Since it launched in 2000, the pan-Arabic web portal Maktoob.com has seen its usage grow rapidly, according to Hazem Habash, an advertising sales executive at the company. "In 2006, we had 2 million unique users. Now we have 9.6 million unique users. So you can see the trend," he said. "There's been growth of 260 per cent in advertising spending from 2006 to 2008." Internationally, online advertising spending appears to be a lone bright spot in a darkening outlook for the advertising industry as a whole. Internet advertising revenues for the first six months of this year were up 15.2 per cent on the same period last year, to US$11.5 billion (Dh42.24bn), according to an Interactive Advertising Bureau and PricewaterhouseCoopers report released last month. Revenues in the fast-growing search and display-related advertising sector were up almost 24 per cent during the same period, to $5.1bn.

"Due to the unique efficiency and effectiveness of targeted and measurable campaigns, internet advertising has shown strong growth in the first six months of 2008, compared to the same period last year," said David Silverman, a partner in PricewaterhouseCoopers entertainment, media and communications practice division. "This growth has come in spite of an environment that has put significant pressure on the advertising industry in general."

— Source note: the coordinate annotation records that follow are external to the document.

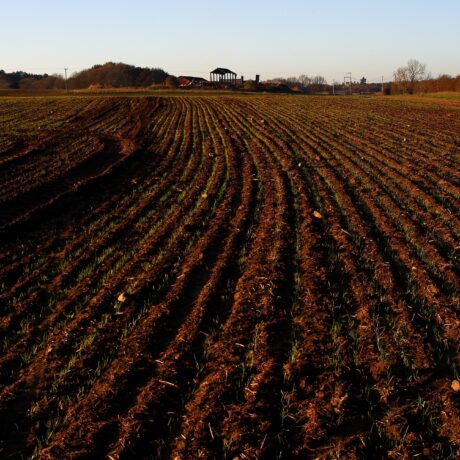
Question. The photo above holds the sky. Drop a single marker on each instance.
(272, 38)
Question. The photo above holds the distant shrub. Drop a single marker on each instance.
(171, 81)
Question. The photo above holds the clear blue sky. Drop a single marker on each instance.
(272, 38)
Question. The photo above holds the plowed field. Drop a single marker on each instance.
(234, 277)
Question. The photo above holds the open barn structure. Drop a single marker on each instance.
(223, 76)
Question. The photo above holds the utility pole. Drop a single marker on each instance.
(347, 77)
(66, 88)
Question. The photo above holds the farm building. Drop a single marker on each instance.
(191, 81)
(223, 76)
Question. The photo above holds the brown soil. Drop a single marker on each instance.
(232, 277)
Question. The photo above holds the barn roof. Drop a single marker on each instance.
(222, 71)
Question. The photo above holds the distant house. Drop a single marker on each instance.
(223, 76)
(191, 81)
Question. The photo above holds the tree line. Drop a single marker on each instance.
(413, 79)
(111, 74)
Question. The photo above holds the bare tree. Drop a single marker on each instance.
(407, 76)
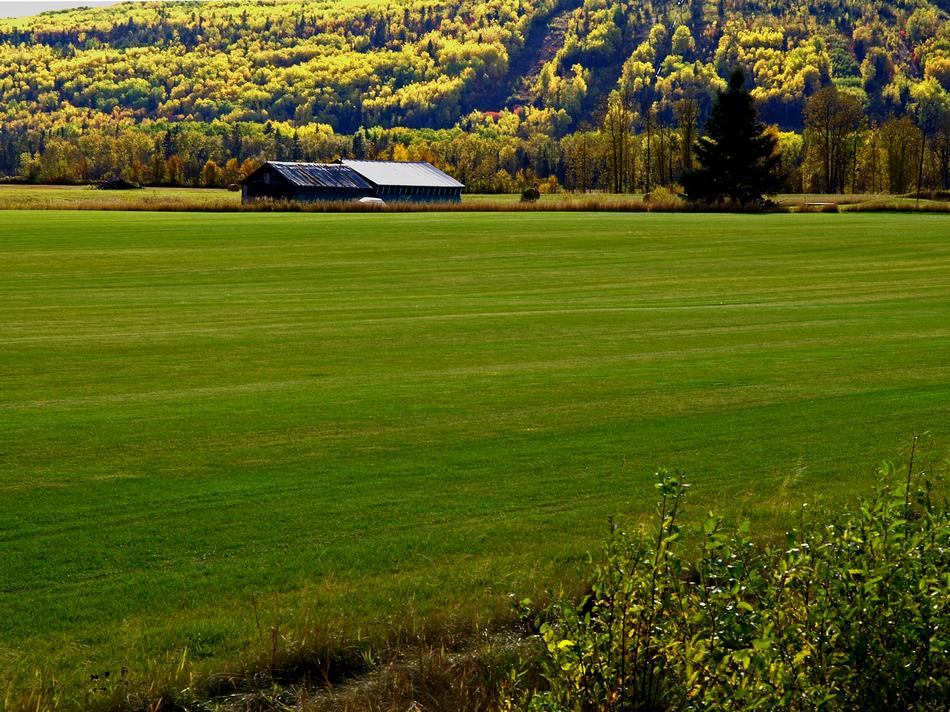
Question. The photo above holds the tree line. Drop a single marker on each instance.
(634, 149)
(425, 63)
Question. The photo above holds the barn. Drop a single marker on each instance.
(307, 182)
(391, 181)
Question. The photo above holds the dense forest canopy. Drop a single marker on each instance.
(185, 83)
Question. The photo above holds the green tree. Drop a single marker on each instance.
(738, 158)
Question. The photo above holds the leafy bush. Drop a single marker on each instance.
(853, 613)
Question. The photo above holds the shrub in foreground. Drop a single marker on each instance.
(852, 613)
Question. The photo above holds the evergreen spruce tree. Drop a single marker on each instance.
(738, 159)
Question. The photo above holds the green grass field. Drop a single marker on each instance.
(213, 420)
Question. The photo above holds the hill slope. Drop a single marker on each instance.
(427, 63)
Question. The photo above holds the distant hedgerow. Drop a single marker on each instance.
(853, 613)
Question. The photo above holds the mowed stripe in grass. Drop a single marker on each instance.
(348, 416)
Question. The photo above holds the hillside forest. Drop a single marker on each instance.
(574, 94)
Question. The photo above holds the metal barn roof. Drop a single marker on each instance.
(320, 175)
(403, 173)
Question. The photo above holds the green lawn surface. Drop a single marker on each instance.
(209, 421)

In the UK, the study said the resilience of online advertising turned what would have been a 4.6 per cent year-on-year decline in overall advertising spending in the first half to a slide of only 0.7 per cent. "Online is not immune from the economic downturn, but while other sectors see falls in expenditure, the internet is still experiencing an incredible increase and is propping up the entire advertising market," the report said.

The online advertising market worldwide is expected to increase by 23 per cent to $43.3bn this year, according to the European Information Technology Observatory (EITO). "The world market for online advertising is booming in 2008, despite the economic slowdown in many areas," said Bruno Lamborghini, the chairman of EITO. "Even in the USA, with the damage inflicted by the financial crisis, is still by far the largest market for internet advertising, the EITO forecasts growth will be at 13 per cent. This brings online advertising income in the USA to a total value of ?13.6 billion (Dh63.1bn) for the year 2008."

But the Middle-Eastern region still has a way to go before it can fully realise its potential as a market for online advertising. Husni Khuffash, the UAE country manager for Google, reminded the audience at yesterday's show that the Middle East still lagged about five years behind the US when it came to internet usage. "Today, Arabs on the internet are 5 per cent of users, while Arabic content is less than 1 per cent," he said. "That shows that as a community, we consume more than we produce."